Petitioner seeks judicial review of a final order canceling his driving privileges under ORS 809.310(2)(a). We affirm.
A police officer saw petitioner standing by a car. After he was asked for proof of his age, he produced a facially valid Oregon driver’s license.1 The officer asked him for further identification. When he did not comply immediately, the officer told him that, if he did not produce his wallet, he would be arrested. He then produced a wallet that contained evidence that the license was invalid. The officer arrested him for being a minor in possession of alcohol, ORS 471.430, and for giving false information to a police officer. ORS 162.385. Later, he admitted to the officer that he had fraudulently obtained the license. After the Motor Vehicles Division was notified that petitioner had obtained an invalid driver’s license, it canceled his driving privileges.
Petitioner requested a hearing and moved to suppress “any and all evidence seized as a result of a warrantless seizure and search of petitioner and/or his wallet * * He argued that the evidence was illegally seized, because the officers lacked probable cause to arrest him. The referee denied the motion, because he concluded that “questions as to the validity of the stop and/or arrest in this case were not within the scope of the hearing and thus not reviewable.” He then ordered MVD to cancel petitioner’s driving privileges for one year.
Petitioner asserts that the referee erred in denying the motion to suppress, arguing that the exclusionary rules of Article I, section 9, of the Oregon Constitution and the Fourth and Fourteenth Amendments apply in this proceeding. He relies on Pooler v. MVD, 306 Or 47, 755 P2d 701 (1988), in support of his argument.

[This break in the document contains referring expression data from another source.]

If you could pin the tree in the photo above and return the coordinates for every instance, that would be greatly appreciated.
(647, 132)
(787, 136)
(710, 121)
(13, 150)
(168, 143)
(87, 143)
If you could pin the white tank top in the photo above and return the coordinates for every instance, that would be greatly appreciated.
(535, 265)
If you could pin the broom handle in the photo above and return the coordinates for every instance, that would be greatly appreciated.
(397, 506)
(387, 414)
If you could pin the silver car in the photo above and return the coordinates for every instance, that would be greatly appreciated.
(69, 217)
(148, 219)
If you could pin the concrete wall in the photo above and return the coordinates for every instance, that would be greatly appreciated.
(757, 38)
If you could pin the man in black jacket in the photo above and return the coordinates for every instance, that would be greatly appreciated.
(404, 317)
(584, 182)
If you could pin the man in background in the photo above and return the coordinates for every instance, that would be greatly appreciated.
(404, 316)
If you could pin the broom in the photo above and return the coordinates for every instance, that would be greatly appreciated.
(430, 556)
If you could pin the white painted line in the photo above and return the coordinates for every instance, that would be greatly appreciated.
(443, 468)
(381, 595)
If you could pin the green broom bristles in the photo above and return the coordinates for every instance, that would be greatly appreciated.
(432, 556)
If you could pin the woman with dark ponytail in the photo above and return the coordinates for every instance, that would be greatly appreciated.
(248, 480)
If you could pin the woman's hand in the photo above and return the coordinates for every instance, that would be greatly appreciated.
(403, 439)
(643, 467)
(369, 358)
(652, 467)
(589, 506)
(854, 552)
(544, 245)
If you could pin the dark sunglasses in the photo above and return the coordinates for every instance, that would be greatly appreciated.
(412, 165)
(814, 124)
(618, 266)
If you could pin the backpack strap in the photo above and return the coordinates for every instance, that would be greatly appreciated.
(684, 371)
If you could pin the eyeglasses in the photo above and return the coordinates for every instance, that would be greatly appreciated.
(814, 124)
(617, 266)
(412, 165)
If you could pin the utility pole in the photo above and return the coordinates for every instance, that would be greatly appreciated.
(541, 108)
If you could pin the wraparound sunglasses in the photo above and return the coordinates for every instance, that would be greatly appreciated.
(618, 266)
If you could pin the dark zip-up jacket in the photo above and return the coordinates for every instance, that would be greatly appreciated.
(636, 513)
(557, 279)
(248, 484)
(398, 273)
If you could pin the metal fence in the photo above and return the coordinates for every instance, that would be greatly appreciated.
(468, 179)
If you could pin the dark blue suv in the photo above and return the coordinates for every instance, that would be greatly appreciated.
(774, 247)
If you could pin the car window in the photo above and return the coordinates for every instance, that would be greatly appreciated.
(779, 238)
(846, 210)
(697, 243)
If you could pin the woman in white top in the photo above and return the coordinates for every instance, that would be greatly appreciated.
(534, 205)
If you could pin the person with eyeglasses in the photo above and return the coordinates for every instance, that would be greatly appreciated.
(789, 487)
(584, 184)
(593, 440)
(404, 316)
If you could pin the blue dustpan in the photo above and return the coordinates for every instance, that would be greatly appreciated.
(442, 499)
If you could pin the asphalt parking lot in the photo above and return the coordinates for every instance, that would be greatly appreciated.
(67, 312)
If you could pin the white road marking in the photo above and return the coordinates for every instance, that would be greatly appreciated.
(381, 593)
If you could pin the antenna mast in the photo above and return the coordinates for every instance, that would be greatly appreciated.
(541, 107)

In Pooler, the Supreme Court held that an arrest, which is a statutory prerequisite to the suspension of a driver’s license for refusal to take a chemical breath test must be valid *362before the suspension can be lawful. See ORS 813.410(5)(a).2 The cancellation in this case is under ORS 809.310(2)(a), which provides:
“[MVD] may cancel any driving privileges issued by it upon determining that the person issued the driving privileges has committed any of the following acts:
“(a) Failed to give the required or correct information in the application for the driving privileges.”
The statute contains no arrest prerequisite that would cause Article I, section 9, or the Fourth Amendment to attach.3 It follows that alleged violations of those protections are outside the scope of a hearing under ORS 809.310(2)(a). Because the exclusionary rule cannot come into play until the underlying constitutional rights have attached, the referee was not required to consider the legality of the encounter between the officer and petitioner.

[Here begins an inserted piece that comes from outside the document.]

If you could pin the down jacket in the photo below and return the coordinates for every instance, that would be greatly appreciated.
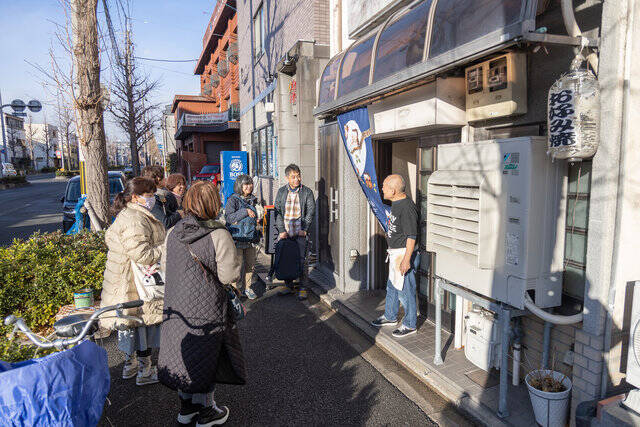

We need not discuss the remaining arguments in the light of our decision.
*363Affirmed.
The license had petitioner’s photograph on it, but was issued under the name Lawrence Merrifield, petitioner’s brother.

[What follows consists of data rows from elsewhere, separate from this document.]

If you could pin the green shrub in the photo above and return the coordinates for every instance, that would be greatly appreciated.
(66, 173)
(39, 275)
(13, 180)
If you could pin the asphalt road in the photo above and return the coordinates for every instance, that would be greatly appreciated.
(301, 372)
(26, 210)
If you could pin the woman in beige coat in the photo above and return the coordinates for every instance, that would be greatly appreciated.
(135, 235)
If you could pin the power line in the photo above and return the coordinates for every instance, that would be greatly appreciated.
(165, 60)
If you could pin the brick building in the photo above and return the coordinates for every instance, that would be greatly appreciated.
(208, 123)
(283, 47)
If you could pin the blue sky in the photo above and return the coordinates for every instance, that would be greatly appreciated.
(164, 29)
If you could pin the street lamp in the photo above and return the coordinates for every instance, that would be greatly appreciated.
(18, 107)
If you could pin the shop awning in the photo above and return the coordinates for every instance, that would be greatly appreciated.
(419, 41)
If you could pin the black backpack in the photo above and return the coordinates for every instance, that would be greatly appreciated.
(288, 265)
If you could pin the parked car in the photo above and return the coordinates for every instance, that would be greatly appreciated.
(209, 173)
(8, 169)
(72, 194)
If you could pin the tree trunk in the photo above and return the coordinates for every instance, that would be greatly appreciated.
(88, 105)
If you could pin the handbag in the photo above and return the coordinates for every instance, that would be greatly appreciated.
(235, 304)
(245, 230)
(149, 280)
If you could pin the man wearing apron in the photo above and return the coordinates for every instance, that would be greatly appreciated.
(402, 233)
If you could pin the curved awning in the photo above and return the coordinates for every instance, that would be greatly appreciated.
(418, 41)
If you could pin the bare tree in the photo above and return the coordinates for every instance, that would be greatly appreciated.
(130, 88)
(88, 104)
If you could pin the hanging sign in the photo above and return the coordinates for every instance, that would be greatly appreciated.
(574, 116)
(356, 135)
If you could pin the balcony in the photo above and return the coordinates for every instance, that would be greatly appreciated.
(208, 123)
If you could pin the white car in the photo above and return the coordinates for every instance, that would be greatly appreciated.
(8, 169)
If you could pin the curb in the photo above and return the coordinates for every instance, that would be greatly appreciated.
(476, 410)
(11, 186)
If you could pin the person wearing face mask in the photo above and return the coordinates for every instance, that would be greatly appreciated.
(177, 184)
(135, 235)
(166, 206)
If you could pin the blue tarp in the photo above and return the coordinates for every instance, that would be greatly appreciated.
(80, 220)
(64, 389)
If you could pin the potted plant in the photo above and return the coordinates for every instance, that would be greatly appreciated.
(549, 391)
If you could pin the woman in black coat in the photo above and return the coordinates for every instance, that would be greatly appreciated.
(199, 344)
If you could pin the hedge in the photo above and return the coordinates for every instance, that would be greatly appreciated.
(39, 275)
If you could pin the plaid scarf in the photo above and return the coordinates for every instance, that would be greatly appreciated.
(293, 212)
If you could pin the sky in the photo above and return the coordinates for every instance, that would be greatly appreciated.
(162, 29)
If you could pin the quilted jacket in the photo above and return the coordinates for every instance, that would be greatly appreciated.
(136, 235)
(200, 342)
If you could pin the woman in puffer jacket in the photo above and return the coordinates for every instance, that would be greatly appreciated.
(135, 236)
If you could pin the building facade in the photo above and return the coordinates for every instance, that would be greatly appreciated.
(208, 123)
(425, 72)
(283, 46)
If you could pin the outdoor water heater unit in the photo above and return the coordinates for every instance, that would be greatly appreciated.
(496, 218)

ORS 813.410(5)(a) provides:
“The scope of a hearing under this section shall be limited to whether the suspension is valid as described in this subsection. A suspension is valid if all of the following requirements have been met:
“(a) The person, at the time the person was requested to submit to a test under ORS 813.100, was under arrest for driving while under the influence of intoxicants in violation of ORS 813.010 or a municipal ordinance.” (Emphasis supplied.)
In Carney v. MVD, 100 Or App 533, 786 P2d 1319 (1990), we held that the state and federal constitutional Confrontation Clauses are not applicable in a proceeding to suspend a motorist’s driving privileges under the ORS 813.410. We said:
“Both Article I, section 11, and the Sixth Amendment on their faces apply only to ‘criminal prosecutions.’ A proceeding under ORS 813.410 cannot result in criminal sanctions and does not implicate criminal constitutional provisions. We hold that Article I, section 11, and the Sixth Amendment are inapplicable to this proceeding.” 100 Or App at 536. (Citations omitted.)
In Gildroy v. MVD, 102 Or App 138, 141, 793 P2d 332, rev allowed 310 Or 475 (1990), we said, regarding the right to counsel in a proceeding under ORS 813.410:
“In Carney, the petitioner argued that his right to confront witnesses in an administrative hearing was protected under Article I, section 11. We held that it wa3 not, because the proceeding in which the petitioner was making the claim was not a criminal prosecution. The holding in Carney is inapposite, because it applies to different rights under Article I, section 11. The right to confrontation never attached in Carney, because that proceeding was administrative. The right to counsel did attach here, because defendant was arrested. Once attached, the right affects the procedure on which an administrative penalty is based. State v. Spencer, [305 Or 59, 74, 750 P2d 147 (1988)].” (Emphasis supplied.)